I am also trying to see if my sequences are contaminated just to make sure that my samples are really the species that I collected. Do you have any recommendations on what software that I can use for this task? I'm reading that Fastq screen can screen contaminants and can be used for bisulfite sequences.

Regarding your last suggestion/comment, how do we assess if there is a grave technical error in our sequences?

Thank you!

Thanks for all these plots (they are from the 5' clipped samples, correct?). Overall they all look fine, there are no signs of technical or unexpected issues in the reads (e.g. in the quality, or tile graphs, or the N-count).

My next best guess would be that the sample are simply not from the organism you think they are from. If you wanted you could send me small subset of reads (e.g. 200,000, untrimmed, fastq.gz compressed) via email, and I could take a quick look?

Hi Felix! sorry for the late reply. Our lab had a field work for 3 weeks field work. May I ask what software would you suggest for me to be able to get a small subset of my sequences for the second fish species (fish2)? may I also ask for your email? is this email correct: fkrueger@altoslabs.com?

Currently we were done with the alignment of the first fish species ( Fish1; the one that I described that the mapping efficiency jumped from 30% to 50% using the default parameters of Bismark (bismark Parameter: -q --score-min L,0,-0.2 --ignore-quals --no-mixed --no-discordant --dovetail --maxins 500 Option '--directional' specified (default mode): alignments to complementary strands (CTOT, CTOB) were ignored (i.e., not performed)).
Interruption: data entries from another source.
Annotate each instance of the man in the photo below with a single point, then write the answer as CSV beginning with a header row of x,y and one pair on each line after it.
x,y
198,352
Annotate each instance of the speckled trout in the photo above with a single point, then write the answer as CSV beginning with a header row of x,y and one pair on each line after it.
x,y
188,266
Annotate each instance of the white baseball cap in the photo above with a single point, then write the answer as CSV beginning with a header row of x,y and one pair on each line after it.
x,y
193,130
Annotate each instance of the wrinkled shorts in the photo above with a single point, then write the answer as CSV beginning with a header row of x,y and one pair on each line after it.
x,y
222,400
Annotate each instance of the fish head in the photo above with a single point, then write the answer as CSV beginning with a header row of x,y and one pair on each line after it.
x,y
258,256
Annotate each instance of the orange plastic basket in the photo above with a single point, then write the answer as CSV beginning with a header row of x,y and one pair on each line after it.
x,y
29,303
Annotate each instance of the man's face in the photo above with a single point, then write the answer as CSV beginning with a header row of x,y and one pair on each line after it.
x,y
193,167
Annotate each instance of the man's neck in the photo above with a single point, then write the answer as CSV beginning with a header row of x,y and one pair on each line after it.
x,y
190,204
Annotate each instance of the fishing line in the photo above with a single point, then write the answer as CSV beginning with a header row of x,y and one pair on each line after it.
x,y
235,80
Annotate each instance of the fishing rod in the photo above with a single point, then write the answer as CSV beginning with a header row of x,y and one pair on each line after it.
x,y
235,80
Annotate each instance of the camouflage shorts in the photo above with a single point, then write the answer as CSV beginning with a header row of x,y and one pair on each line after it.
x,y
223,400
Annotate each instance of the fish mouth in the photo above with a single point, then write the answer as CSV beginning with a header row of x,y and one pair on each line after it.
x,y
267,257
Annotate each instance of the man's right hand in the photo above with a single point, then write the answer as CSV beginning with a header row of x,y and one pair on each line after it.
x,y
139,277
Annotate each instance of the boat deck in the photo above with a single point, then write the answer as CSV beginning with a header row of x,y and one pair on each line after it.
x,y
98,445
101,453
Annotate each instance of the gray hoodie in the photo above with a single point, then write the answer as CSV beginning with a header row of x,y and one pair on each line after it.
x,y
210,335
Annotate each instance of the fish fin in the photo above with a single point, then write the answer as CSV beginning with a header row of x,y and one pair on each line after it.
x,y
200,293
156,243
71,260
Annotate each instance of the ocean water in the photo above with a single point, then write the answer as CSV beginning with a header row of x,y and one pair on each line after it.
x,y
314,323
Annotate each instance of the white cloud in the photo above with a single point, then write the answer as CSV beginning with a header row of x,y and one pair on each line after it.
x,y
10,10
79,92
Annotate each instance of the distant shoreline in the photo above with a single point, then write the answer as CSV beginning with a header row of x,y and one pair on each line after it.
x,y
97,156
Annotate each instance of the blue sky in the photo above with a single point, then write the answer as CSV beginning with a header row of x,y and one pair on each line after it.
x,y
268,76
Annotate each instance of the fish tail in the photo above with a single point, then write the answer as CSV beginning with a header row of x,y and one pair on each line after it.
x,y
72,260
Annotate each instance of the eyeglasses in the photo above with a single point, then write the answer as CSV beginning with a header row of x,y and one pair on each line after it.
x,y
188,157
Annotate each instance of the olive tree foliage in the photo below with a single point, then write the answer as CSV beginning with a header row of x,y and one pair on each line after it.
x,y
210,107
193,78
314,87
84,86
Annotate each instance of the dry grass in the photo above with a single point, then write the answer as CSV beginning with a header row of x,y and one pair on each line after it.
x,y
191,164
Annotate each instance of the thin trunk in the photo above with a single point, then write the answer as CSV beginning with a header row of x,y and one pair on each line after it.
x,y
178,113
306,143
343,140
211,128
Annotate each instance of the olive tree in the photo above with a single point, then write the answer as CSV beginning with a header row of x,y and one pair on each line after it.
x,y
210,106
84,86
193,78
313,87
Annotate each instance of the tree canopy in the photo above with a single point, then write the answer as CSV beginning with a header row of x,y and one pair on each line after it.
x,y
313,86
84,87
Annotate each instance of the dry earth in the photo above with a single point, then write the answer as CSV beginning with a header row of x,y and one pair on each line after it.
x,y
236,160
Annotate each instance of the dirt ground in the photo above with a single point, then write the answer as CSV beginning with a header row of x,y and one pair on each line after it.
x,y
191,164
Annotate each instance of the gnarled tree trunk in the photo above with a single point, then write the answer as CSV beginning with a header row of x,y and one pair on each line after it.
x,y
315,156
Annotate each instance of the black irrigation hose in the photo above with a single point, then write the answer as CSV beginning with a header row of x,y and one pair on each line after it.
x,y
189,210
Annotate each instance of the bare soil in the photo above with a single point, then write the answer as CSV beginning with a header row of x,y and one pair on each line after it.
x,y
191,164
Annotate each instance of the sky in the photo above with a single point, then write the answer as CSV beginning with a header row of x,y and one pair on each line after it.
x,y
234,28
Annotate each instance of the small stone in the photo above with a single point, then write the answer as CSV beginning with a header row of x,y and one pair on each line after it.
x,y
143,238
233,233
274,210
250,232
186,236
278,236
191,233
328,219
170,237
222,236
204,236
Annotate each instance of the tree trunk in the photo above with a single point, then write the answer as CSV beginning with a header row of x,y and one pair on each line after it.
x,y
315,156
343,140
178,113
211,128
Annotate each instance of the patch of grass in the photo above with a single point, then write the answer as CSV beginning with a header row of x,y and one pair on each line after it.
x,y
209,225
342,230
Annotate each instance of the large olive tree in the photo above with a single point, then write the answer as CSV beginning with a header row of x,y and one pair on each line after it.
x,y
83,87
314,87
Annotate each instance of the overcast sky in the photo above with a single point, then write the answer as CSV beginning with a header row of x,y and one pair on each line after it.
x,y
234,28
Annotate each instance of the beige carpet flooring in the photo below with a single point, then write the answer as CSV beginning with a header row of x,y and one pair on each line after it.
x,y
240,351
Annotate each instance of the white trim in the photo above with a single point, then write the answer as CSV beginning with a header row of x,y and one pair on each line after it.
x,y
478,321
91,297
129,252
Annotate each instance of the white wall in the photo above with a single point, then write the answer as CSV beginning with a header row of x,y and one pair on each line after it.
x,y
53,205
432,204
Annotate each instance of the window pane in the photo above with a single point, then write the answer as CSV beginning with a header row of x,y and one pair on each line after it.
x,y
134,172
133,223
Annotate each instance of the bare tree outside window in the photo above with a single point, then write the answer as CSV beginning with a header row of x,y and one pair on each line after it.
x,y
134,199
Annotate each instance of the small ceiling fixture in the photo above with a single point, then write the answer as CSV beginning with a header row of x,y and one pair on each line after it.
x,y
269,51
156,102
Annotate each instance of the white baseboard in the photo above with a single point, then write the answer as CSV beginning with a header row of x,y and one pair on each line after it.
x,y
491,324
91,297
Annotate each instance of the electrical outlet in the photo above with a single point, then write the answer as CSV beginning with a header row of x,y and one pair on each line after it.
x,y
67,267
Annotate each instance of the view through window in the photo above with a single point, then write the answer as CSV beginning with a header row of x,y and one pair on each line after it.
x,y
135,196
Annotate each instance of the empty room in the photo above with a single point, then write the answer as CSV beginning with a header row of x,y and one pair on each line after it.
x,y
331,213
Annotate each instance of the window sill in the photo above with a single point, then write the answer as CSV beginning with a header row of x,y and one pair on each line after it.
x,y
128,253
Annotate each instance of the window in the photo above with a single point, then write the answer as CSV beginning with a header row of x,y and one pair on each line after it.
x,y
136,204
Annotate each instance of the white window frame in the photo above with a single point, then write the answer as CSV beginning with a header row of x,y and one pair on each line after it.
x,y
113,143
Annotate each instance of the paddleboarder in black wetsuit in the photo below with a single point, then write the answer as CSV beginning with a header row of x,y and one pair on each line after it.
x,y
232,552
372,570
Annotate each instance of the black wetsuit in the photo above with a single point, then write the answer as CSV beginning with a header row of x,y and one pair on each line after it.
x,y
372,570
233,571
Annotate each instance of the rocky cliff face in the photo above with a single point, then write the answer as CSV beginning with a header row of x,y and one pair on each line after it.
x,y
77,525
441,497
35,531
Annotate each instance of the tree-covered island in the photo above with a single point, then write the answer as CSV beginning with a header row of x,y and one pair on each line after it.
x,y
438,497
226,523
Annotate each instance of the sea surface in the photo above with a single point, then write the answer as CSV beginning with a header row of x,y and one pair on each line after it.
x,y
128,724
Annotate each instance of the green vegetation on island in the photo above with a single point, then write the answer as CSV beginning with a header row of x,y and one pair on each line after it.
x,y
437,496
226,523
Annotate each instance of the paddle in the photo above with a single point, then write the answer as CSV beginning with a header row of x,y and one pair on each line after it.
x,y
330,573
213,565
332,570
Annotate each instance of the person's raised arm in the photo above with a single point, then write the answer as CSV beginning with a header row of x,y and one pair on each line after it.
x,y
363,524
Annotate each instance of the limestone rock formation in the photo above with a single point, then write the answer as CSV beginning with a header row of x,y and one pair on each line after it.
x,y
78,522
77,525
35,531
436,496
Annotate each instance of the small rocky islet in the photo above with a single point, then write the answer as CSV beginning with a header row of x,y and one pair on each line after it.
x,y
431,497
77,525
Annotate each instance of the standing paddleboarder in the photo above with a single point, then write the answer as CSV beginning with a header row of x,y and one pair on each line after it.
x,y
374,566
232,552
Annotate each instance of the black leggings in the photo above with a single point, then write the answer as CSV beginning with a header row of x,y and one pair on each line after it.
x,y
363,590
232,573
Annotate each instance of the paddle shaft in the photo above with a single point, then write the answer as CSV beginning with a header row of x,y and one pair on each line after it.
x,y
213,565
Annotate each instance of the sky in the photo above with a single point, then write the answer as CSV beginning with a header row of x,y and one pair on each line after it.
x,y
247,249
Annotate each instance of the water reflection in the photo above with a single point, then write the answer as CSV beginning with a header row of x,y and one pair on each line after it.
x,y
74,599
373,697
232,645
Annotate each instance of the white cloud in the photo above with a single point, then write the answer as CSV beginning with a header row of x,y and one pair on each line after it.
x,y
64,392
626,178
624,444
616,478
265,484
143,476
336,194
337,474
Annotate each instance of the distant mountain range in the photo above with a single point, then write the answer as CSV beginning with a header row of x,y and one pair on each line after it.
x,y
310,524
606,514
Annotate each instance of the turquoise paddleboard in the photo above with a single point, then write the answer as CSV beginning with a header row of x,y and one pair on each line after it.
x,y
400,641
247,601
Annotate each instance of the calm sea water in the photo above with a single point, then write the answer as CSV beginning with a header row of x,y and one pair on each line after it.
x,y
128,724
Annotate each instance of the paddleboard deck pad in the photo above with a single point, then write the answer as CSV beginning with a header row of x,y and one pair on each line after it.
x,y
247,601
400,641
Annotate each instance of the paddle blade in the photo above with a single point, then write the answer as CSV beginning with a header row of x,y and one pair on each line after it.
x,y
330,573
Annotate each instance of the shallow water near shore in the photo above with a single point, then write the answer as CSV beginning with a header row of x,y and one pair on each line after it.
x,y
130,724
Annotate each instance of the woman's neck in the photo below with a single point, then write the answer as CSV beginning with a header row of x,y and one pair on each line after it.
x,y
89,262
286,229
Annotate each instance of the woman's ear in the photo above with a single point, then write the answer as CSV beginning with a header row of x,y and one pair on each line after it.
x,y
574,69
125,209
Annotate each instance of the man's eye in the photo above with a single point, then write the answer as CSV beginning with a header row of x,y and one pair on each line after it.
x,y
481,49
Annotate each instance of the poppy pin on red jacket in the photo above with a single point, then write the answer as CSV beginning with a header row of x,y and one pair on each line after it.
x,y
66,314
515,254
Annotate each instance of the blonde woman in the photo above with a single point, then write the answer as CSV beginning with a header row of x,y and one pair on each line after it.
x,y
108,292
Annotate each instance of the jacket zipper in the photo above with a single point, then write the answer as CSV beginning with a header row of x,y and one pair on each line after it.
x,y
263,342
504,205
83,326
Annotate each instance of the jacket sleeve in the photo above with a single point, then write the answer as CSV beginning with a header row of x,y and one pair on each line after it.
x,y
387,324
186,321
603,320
Here is the result for report generation:

newplot (6)
newplot (7)
Bismark M-bias Read 1
Bismark M-bias Read 2
newplot (3)
newplot (4)
newplot (5)

I just have another question for Fish1:

during alignment, bismark is saying that "Chromosomal sequence could not be extracted for..." as shown in the figure below. is this to be expected since we are using genome at the scaffold level?
image

Yes, these warnings show up more frequently if you have short chromosomes or scaffolds. Typically the number is negligibly small, in your case ~0.05%. Just ignore.

To interact with reads you can just use gzip/gunzip, e.g. like so:

gunzip -c inputfile.fastq.gz | head -800000 | gzip - > output_200K.fastq.gz

Thanks for the sample files. The sample seems to have been processed using the Accel Swift kit, which introduces some hefty biases, especially at the start of Read 2:

Screenshot 2024-03-25 at 13 53 49

As a solution to this you just need to clip your reads from all ends, like so:

trim_galore --clip_R1 10 --clip_R2 15 --three_prime_clip_R1 10 --three_prime_clip_R2 10

I am convinced after that the reads will align just fine. Let me know how you get on!